Allegations of sexism, transphobia and racism within the LGBT+ community all imply that despite the issues LGBT+ people have historically faced, there has been an internalisation of those issues, creating an unfair hierarchy in the community. Paulo Friere suggests that those who are oppressed simply adopt wholesale the discriminatory practices of their oppressors. This then frames the discrimination perpetrated by LGBT+ people themselves as a means of assuming status by enacting the prejudices generally held by those who hold the power to discriminate. This is understandable, though depressing, but does not quite explain why the LGBT+ community should be so especially plagued by accusations of these other forms of discrimination.
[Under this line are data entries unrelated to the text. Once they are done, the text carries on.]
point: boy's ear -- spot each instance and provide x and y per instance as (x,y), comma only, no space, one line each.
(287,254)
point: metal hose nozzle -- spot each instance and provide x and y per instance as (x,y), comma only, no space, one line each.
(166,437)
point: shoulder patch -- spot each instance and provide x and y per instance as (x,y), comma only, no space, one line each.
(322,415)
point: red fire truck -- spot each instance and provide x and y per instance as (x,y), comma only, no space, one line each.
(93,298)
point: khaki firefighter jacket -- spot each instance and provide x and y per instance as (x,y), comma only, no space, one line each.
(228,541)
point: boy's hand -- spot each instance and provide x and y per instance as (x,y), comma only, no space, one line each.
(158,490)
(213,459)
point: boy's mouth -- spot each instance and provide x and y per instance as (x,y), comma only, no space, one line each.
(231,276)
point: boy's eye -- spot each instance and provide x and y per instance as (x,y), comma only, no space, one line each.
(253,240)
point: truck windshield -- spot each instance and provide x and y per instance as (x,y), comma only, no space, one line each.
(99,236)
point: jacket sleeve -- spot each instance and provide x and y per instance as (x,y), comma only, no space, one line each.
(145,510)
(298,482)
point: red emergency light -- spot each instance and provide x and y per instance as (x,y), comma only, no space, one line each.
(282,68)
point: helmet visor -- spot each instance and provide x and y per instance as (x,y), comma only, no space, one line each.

One explanation could be that as an already discriminated-against group, there is more of an awareness of and an introspective acknowledgement of other types of discrimination. There may be more LGBT+ people willing to confront their own prejudices, and those that exist in the wider community. Additionally, as a group that continually strives for acceptance and equality, the LGBT+ community probably faces higher scrutiny when it comes to issues of discrimination than the general population, and so discrimination could be more apparent to outside observers. But equally, the way that racism and sexism are couched in terms of ‘preferences’ indicates that there may be some people who believe that having an LGBT+ identity means that when they discriminate against others, because they are already discriminated against, it does not count or will not be policed in the same way. There may be a sense from people who are part of oppressed groups that their oppression makes them immune to becoming bigots, but it doesn’t and we should recognise this. There are a lot of different and interconnecting reasons why other forms of discrimination may be apparent within the LGBT+ community, and they do offer an uncomfortable insight into society-wide hierarchies.
But we should also take the time, this Pride month, to remember that there are things to not be proud of, amongst LGBT+ groups as well as across society as a whole. We must take conscious steps to be open and accepting in our love for others, so that we can, little by little, fight the divisions that discrimination causes.